El gitano no se alteró. Volvió a su silla y a su cigarro. De vez en cuando miraba al vasco. Al principio sus miradas eran atroces, es decir, llenas de un odio asesino, pero fueron cambiando de expresión, y llegó un momento en que a mí me parecieron casi amistosas. Nada más curioso. Al fin se levantó pacíficamente, cogió su espada, la envainó y se dirigió despacio hacia la puerta. Al llegar a ella se detuvo, dio la vuelta, se acercó a Francisco y, mirándolo fijamente a los ojos, le dijo: «Amigo, yo soy gitano y puedo leer bají. ¿Tú sabes dónde estarás a estas horas mañana?». (La patrona María Díaz y su hijo Juan José López estaban presentes). Entonces, riendo como una hiena, el gitano se fue y no he vuelto a verlo más.

El día siguiente a aquella hora mi buen sirviente Francisco estaba en su lecho de muerte. Había atrapado una infección rara que había en la cárcel. Pocos días después era enterrado en el camposanto de Madrid.

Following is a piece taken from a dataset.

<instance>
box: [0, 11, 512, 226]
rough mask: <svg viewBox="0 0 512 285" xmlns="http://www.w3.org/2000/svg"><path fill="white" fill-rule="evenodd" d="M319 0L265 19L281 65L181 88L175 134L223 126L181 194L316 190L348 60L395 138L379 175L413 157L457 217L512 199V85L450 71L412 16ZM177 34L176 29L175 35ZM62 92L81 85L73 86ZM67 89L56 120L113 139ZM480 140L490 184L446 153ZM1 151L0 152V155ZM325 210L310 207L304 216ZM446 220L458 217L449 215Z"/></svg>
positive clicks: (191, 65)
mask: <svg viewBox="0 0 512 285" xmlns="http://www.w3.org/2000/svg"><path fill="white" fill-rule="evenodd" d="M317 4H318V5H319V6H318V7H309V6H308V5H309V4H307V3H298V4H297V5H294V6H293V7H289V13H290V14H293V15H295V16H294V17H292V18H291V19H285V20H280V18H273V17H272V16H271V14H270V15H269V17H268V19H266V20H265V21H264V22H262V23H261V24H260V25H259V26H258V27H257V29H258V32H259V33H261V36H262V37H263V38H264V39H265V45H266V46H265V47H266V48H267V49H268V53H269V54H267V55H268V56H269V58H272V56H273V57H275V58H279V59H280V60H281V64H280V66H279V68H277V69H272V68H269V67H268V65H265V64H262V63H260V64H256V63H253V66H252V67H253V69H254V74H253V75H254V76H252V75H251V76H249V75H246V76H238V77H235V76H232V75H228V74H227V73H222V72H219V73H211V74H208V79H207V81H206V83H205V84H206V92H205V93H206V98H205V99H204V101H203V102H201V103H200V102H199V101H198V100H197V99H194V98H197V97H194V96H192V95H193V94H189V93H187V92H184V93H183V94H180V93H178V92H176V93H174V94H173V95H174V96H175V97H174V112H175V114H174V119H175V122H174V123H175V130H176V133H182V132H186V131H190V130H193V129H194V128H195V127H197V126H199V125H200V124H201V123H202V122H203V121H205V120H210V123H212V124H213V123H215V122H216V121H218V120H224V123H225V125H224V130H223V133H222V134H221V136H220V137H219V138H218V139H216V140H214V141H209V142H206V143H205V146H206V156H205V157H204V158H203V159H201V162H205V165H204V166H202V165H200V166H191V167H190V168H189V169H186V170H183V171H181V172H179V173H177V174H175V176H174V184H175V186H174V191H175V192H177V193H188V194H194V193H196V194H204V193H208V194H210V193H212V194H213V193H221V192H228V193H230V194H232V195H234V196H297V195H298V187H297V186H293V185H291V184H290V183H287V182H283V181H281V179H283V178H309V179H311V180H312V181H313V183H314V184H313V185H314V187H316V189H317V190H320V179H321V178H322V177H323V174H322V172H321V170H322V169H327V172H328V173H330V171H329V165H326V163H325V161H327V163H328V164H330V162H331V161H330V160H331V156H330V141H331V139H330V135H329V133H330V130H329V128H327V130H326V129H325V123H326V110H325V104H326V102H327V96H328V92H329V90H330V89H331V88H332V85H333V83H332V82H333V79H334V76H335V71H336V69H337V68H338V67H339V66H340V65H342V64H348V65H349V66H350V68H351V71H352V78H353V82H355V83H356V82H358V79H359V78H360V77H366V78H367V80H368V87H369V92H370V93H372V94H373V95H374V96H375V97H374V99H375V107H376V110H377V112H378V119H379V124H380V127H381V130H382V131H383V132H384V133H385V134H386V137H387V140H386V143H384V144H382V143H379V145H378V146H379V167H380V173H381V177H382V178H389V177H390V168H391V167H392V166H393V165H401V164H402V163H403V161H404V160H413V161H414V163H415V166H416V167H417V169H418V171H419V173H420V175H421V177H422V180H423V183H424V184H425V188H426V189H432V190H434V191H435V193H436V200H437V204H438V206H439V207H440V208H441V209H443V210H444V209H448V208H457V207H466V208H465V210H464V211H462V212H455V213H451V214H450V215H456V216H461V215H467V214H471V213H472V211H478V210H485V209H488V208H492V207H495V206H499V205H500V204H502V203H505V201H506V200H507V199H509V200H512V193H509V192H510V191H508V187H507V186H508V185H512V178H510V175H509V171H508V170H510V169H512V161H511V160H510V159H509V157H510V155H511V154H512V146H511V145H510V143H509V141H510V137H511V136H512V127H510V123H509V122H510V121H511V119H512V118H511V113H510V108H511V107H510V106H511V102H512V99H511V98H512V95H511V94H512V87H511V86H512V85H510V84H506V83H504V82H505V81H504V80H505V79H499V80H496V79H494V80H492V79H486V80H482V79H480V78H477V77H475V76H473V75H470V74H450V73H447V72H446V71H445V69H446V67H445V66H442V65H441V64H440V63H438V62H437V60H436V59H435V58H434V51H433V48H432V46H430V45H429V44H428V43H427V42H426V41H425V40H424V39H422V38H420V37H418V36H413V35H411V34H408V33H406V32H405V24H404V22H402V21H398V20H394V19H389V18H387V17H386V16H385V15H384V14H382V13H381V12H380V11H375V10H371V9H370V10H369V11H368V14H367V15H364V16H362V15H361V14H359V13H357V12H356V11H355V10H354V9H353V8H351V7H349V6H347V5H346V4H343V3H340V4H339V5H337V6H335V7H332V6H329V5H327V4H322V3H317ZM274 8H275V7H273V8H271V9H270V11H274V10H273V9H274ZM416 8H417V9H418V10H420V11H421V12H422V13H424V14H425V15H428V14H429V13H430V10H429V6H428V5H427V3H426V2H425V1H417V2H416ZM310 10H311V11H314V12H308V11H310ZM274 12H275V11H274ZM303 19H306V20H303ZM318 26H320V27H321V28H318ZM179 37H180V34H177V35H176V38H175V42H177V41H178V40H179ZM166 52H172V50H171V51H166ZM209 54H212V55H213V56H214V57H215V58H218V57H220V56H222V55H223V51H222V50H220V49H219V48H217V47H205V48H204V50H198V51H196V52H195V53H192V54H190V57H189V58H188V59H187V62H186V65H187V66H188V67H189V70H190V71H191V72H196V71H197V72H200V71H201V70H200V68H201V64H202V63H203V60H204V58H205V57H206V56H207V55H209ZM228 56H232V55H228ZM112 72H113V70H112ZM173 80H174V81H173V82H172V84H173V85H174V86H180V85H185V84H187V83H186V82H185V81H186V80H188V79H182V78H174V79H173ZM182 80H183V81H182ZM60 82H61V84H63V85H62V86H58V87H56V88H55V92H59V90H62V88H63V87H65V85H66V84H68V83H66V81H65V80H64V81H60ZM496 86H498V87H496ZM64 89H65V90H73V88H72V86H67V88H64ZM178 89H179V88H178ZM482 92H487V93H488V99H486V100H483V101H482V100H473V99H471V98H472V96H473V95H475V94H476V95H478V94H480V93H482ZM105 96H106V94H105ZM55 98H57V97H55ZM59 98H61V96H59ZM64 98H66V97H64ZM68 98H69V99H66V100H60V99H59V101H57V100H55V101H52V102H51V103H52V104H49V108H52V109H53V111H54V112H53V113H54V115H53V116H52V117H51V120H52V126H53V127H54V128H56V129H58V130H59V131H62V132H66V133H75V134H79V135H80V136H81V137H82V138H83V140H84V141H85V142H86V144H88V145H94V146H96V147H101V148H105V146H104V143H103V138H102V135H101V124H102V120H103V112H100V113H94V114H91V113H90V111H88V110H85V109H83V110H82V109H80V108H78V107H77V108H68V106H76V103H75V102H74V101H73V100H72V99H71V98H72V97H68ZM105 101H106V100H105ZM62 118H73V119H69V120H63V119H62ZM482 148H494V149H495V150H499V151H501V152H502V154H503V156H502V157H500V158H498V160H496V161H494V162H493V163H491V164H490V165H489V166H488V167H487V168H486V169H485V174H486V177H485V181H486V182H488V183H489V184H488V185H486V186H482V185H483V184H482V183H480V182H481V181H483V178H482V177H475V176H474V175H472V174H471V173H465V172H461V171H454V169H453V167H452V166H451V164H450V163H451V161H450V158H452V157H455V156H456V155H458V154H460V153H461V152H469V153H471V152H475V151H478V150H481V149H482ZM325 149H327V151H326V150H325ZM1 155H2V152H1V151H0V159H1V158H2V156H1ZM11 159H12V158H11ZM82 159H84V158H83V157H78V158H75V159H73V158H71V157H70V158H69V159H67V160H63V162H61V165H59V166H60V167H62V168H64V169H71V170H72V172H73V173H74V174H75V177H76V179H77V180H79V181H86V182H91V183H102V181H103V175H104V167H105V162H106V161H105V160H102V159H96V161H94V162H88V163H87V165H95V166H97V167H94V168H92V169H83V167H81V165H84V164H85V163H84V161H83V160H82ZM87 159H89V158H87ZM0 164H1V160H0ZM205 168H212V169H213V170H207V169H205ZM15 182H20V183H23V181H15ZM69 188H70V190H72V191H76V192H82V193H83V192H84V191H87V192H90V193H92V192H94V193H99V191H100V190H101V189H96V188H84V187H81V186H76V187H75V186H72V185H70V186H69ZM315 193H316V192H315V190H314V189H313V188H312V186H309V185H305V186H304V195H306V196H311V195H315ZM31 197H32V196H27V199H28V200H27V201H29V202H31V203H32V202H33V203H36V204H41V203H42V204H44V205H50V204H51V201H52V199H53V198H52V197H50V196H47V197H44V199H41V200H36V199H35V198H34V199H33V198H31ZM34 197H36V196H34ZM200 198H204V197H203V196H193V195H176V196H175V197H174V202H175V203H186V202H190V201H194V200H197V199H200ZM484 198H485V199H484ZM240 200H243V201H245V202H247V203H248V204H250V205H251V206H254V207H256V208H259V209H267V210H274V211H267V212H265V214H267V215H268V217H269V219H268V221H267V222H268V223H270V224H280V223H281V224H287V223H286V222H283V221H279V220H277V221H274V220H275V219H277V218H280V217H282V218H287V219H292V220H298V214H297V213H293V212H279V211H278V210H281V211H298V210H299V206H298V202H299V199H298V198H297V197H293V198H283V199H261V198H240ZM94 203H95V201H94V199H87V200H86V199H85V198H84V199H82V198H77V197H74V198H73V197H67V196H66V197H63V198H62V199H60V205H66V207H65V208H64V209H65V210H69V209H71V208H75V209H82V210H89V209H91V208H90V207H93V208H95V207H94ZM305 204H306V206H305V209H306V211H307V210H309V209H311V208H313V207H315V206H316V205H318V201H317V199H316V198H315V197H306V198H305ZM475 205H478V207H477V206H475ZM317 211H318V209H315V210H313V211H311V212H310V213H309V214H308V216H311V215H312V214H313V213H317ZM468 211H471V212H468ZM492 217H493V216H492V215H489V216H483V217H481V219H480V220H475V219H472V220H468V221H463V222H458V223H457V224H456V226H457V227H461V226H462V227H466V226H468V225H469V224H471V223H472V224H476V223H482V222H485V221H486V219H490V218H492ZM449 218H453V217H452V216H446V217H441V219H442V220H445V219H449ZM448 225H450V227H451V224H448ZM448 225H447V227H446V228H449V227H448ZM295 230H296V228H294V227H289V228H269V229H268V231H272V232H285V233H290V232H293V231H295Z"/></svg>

Ahí terminaba la traducción de Nancy. Naturalmente, había impresionado al profesor, quien, sin embargo, dijo:

—Una casualidad. ¿No le parece?

—¡Qué casualidad ni qué niño fallecido! —respondió Nancy—. Es que el calé tenía un intercesor puñetero.

Luego explicó que puñetero venía del latín pugnaz.

El profesor tomó nota en un cuaderno que tenía siempre a su alcance. Al darse cuenta, Nancy añadió, sintiéndose responsable de la exactitud de sus datos:

—Esto de la pugnacidad no es seguro. También puede venir de los que fabrican puños para las camisas o las chaquetas, y hay una tercera posibilidad, que es la versión mexicana. Según los mejicanos, puñeteros son los que cultivan el vicio sexual solitario. Así a veces un hombre indignado dice a otro: «¡Puñetero! ¡Vaya usted a hacer puñetas!», con manifiesto desdén. La segunda parte de la frase, que Dámaso Alonso consideraría un sintagma reiterativo, parece explicar la versión mexicana y hacerla más aproximada a la verdad.

El profesor anotaba cuidadosamente: «¡Puñetero! ¡Vaya usted a hacer puñetas! Sintagma reiterativo».